Le moins que l'on puisse dire, c'est que la présidente de la Fédération des parents adoptants du Québec, Claire-Marie Gagnon, en a gros sur le coeur. La tristesse noierait de plus en plus les espoirs et les joies des Québécois en quête d'un enfant du monde. Les couples écopent.
Durant les années 90, le Québec recevait quelque 1000 gamins par année, surtout d'Asie. Depuis cinq ans, la moyenne tourne autour de 500. Entre ces deux périodes, les normes internationales ont été resserrées. Les pays pourvoyeurs donnent maintenant la priorité à l'adoption locale au risque d'héberger les enfants plus longtemps en institution. En gardant leur progéniture à la maison, ils espèrent, notamment, préserver la culture des petits. «C'est quoi, la culture d'orphelinat? Il n'y a pas de culture dans un orphelinat», dénonce Mme Gagnon.
Le nombre d'enfants disponibles diminue, les délais s'étirent. Les adoptants plus patients poireautent donc des années pour accueillir un bébé. «Après cinq années, ce n'est plus le même couple qui va arriver avec un enfant. Pendant cinq ans, ils ont bloqué tous leurs projets pour attendre cet enfant-là. [Et], c'est rendu dans les 30 000 $. Quand les enfants finissent par arriver, les parents sont déjà au bout de leurs ressources.»

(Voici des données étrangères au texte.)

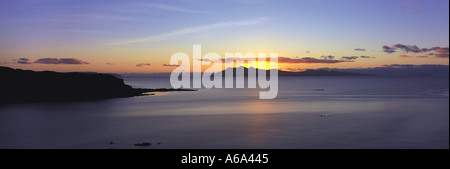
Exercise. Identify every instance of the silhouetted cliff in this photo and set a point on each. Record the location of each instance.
(20, 86)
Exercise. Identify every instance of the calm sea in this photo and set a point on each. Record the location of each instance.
(309, 112)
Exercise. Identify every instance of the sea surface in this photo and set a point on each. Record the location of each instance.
(309, 112)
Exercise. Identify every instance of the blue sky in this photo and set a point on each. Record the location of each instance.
(130, 32)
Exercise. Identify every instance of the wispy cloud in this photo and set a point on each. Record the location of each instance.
(143, 64)
(189, 30)
(173, 8)
(80, 31)
(69, 61)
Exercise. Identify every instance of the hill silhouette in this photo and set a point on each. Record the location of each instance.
(22, 86)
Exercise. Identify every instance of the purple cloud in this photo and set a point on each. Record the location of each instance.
(68, 61)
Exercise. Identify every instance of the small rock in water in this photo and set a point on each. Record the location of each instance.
(143, 144)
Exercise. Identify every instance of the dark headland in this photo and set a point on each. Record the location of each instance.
(24, 86)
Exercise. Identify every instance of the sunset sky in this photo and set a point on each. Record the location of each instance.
(140, 36)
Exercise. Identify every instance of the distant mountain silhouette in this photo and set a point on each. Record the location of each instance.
(21, 86)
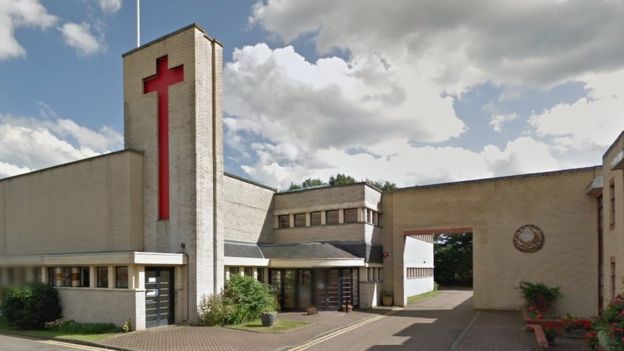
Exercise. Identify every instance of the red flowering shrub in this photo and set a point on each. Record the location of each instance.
(609, 328)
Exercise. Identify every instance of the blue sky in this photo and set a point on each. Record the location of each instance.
(412, 92)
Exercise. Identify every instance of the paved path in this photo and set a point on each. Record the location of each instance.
(20, 344)
(216, 338)
(445, 322)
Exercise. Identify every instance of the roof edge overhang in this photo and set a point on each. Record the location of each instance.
(100, 258)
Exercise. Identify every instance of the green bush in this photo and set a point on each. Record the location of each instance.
(242, 300)
(31, 306)
(539, 296)
(73, 327)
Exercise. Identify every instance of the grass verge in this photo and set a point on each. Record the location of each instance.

Les adoptants plus pressés s'ouvrent aux enfants «à besoins spéciaux»; ils sont handicapés, plus vieux, en fratrie ou malades. Ici, l'attente est réduite. «Les enfants qui sont offerts, ce sont des enfants dont les pays ne veulent plus ou dont ils ne peuvent s'occuper», déplore Claire-Marie Gagnon. Notre interlocutrice convient qu'adoption internationale rime toujours avec défis. «Mais il y a des défis insurmontables. Certains sont des puits sans fond d'exigences, de demandes, de soins.»
Aidants naturels
«Ce qu'on nous demande, c'est d'être beaucoup plus des professionnels de la santé. [...] On demande aux adoptants, maintenant, d'être des aidants naturels pour les enfants de l'étranger et d'être des thérapeutes parce qu'on impose des enfants avec des défis de plus en plus grands, évalue-t-elle. De plus en plus d'enfants sont déposés à la DPJ [Direction de la protection de la jeunesse].»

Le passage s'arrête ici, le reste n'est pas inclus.